On January 17th The Michelin Guide said that the establishment “remained excellent but no longer at the level of three stars” and will have only two in the 2020 edition of the famous red book.
In an interview with RTL, Michelin Guide boss Gwendal Poullennec said that Michelin stars have to be earned and not inherited.
Celebrity chef Marc Veyrat sued the Michelin Guide over a lost third star and described the move as “pathetic”. While the chef’s son Jerome Bocuse told for RTL that this Michelin move was a “heavy blow” and that its consequences would be “difficult to measure.”
Even President Emmanuel Macron weighed in, telling RTL: “I want to spare a thought for what his family represents, for all those he trained, and that cannot take away from the unique role of Paul Bocuse in French gastronomy.”
The Bocuse d’Or organization, which manages the annual cooking competition he created, also greeted this announcement with sadness and expressed its unwavering support for the restaurant.
Paul Bocuse or Monsieur Paul as he was known, died on January 20th, 2018, after a long battle
with Parkinson’s disease.
He was one of the country’s most celebrated chefs, helping shake up the food world in the 1970s with the lighter fare of the Nouvelle Cuisine revolution and introduce the notion of culinary celebrity.
Even before his death, some critics had commented that the restaurant was no longer quite up to scratch.

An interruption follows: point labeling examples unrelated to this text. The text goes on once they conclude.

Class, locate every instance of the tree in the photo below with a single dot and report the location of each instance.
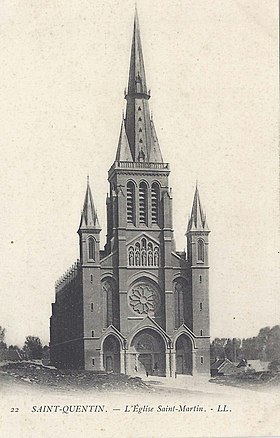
(217, 350)
(33, 347)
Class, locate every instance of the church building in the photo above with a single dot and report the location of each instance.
(137, 306)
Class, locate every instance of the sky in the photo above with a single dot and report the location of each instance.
(212, 69)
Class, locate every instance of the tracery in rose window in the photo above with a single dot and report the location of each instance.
(144, 299)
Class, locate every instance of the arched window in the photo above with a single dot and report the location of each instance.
(200, 251)
(112, 303)
(155, 203)
(130, 202)
(91, 248)
(143, 203)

But Michelin’s decision, a year after controversially stripping Veyrat of his third star, immediately stirred discontent.
Food critic Perico Legasse told for BFM news channel the guide had committed an irreparable error in what he called its quest to create media hype.
Veyrat said he had “lost faith” in a new generation of Michelin editors and accused them of trying to make a name for themselves by taking down the giants of French cuisine.
“I am sad for the team that took up the torch at Collonges,” tweeted three-starred chef Georges Blanc, while Lyon Mayor Gerard Collomb spoke of his “immense disappointment.”
Gastronomy publication Atabula was a lone voice in supporting the Michelin move, which it described as a much-needed “revolution” in an industry held back by decades of inertia.
According to Michelin, restaurants are selected on four criteria: the quality of the products, a chef’s mastery of flavour and cooking techniques, the originality of the dishes and consistency throughout the meal. But critics say the process has rendered Michelin stars untenable as more and more diners baulk at spending a fortune on a meal.
A handful of French restaurateurs have in recent years relinquished their prized three-star status because of the stress of being judged by Michelin inspectors.